This repository implements Gaussian Mixture Layer in pytorch. The layer extends nn.Module and can therefore be used within any sequence of modules in place of any other pytorch layer (e.g, in place of the linear classifier). The GMM Layer can be trained with SDG or any other method that leverages the autograd feature provided by pytorch. Please find an example of usage within a CNN architecture in the file example.py (see below).

Module Architecture

The GMM layer behaves as a classifier, assuming N classes and that each class is modeled by G different gaussian components. The module assumes a flat input and produces N log probabilities as output. Each log probability represents the likelihood that the input belongs to a certain class. Since that multiple mixture are used to model the same class, the retrieved likelihood is computed as the sum of the probabilities of all the G components for that class.

Main Arguments

  • Raw input dimensions: number of dimensions of the raw data provided as input. Could be larger than the number of dimensions of the normal distribution (see below).
  • Reduced dimension D: the number of dimensions actually handled by the gaussian mixture. If different from the size of the raw input, this pre-processed to apply dimensionality reduction through random-projection.
  • Classes N: number of labels featured by the data.
  • Per-class components G: the number of gaussian distributions used to model a single class. The total number of component for the gaussian mixture will be N*G.

You can easily instantiate a gmm layer as follows:

> from gmml import GMML
> gmm_layer = GMML(100, 100, 10, n_component=1, cov_type="tril")

This will create a gmm layer that accepts 100-dimensional vectors as input and fits them using a mixture of 10 gaussian, one for each class. The cov_type argument specifies the type of covariance matrix to be used (diag|tril|full). The diagonal option produces a lighter model that is easier to learn, but provides less flexibility to fit more complex data.

Parameters

For every component k, the module features the following set of parameters:

  • Mean: D-dimensional vector, represents the mean value for component k;
  • Sigma: D x D matrix, used to sample the covariance matrix of component k;
  • Omega: scalar value, used to sample the weight of component k in the mixture.

Forwarding Process

The module operates on batch of data with of dynamic size. For simplicity, following description refers to the process of a single input vector. The input is first forwarded to a linear layer that performs (if there is a mismatch between the raw input dimensions and D), dimensionality reduction through random projection. This first transformation produces a D-dimensional data. For each component of the mixture, we compute the log probability of the input data to belong to that component, based on the mean and covariance matrix of the normal distribution concerning that component. The obtained probabilities for each component are then weighted according to the current mixture weights, thus obtaining the log probability vector of the mixture distribution. Last, The probabilities of components that model the same class are summed up using the logsumexp trick.
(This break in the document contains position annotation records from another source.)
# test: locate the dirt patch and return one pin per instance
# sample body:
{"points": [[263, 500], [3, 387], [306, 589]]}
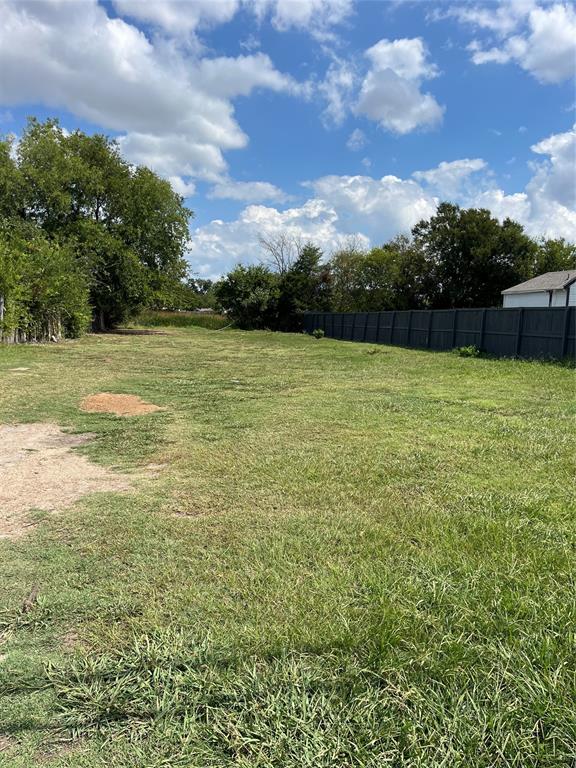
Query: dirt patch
{"points": [[39, 470], [136, 332], [121, 405]]}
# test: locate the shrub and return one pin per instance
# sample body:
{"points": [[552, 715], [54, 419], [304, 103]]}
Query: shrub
{"points": [[44, 289]]}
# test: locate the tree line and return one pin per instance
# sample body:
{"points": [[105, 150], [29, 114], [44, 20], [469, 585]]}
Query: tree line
{"points": [[88, 239], [85, 237], [456, 258]]}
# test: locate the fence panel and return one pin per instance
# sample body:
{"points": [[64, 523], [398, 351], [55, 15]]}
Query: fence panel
{"points": [[539, 332]]}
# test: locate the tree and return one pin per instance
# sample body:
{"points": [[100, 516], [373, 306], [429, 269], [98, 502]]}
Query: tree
{"points": [[281, 250], [249, 295], [129, 228], [554, 256], [304, 286], [471, 257], [43, 290]]}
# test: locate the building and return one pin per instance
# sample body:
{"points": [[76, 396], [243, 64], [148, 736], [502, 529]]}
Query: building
{"points": [[552, 289]]}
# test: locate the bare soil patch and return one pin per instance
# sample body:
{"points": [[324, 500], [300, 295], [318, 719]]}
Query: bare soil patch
{"points": [[121, 405], [39, 470]]}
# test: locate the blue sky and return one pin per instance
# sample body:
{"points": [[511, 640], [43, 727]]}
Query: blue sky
{"points": [[319, 118]]}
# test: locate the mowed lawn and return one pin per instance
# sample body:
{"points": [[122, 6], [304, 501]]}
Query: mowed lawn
{"points": [[349, 556]]}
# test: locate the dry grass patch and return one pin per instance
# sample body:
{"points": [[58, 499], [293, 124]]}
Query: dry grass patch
{"points": [[38, 470], [121, 405]]}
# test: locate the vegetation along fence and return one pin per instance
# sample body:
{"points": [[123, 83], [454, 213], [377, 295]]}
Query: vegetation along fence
{"points": [[531, 332]]}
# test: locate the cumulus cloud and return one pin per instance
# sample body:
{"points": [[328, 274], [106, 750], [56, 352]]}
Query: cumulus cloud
{"points": [[376, 210], [186, 16], [448, 177], [217, 246], [391, 91], [175, 113], [247, 191], [337, 89], [176, 16], [544, 44], [314, 16], [356, 140]]}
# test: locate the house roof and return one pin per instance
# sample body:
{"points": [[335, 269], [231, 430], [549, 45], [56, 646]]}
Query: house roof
{"points": [[549, 281]]}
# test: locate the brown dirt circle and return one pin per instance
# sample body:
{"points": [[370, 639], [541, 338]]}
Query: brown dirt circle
{"points": [[121, 405]]}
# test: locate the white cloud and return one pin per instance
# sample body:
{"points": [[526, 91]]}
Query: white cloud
{"points": [[545, 45], [448, 177], [313, 16], [337, 89], [356, 140], [390, 93], [380, 208], [555, 179], [247, 191], [182, 187], [219, 245], [377, 209], [407, 58], [501, 18], [174, 112], [176, 16]]}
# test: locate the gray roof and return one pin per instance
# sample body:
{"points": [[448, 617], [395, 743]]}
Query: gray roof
{"points": [[549, 281]]}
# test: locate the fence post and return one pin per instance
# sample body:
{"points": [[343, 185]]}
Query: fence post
{"points": [[519, 333], [565, 334], [482, 330]]}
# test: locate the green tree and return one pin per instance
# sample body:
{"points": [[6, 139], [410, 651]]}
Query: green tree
{"points": [[555, 256], [129, 227], [471, 257], [249, 295], [43, 290]]}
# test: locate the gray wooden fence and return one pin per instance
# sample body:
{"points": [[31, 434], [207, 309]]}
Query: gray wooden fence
{"points": [[531, 332]]}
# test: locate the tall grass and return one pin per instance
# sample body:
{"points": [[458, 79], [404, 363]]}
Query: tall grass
{"points": [[339, 560], [160, 318]]}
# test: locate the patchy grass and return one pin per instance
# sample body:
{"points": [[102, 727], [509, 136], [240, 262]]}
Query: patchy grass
{"points": [[345, 559], [163, 318]]}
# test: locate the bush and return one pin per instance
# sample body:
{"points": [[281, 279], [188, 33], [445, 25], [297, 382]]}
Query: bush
{"points": [[44, 290], [249, 296]]}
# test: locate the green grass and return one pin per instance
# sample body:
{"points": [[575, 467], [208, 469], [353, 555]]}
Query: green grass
{"points": [[355, 556], [151, 318]]}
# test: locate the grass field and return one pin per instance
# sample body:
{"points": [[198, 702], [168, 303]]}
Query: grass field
{"points": [[153, 318], [353, 556]]}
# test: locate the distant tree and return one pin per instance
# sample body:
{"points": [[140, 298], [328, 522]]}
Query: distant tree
{"points": [[306, 285], [249, 295], [43, 289], [347, 282], [280, 250], [471, 257]]}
The final output is therefore a vector with N log probabilities, one for each class.

Gaussian Mixture Constraints

The parameters of a GMM are supposed to satisfy some constraints:

  • The mixture weights must sum up to 1;
  • The Covariance matrix must be positive definite.

However, as these parameters are modified during the training procedure, we need to ensure that distributions used to compute probability values are always compliant with the constraints above.

To comply with this requirement, we do not use the parameters above directly when building the new gaussian mixture. Instead, we leave Omega and Sigma as free parameters, and we sample feasible covariance matrix and mixture weights from them. This is done by invoking the function

> gmm_layer.sample_parameters()

whenever the free parameters are updated (e.g., after invoking backpropagation).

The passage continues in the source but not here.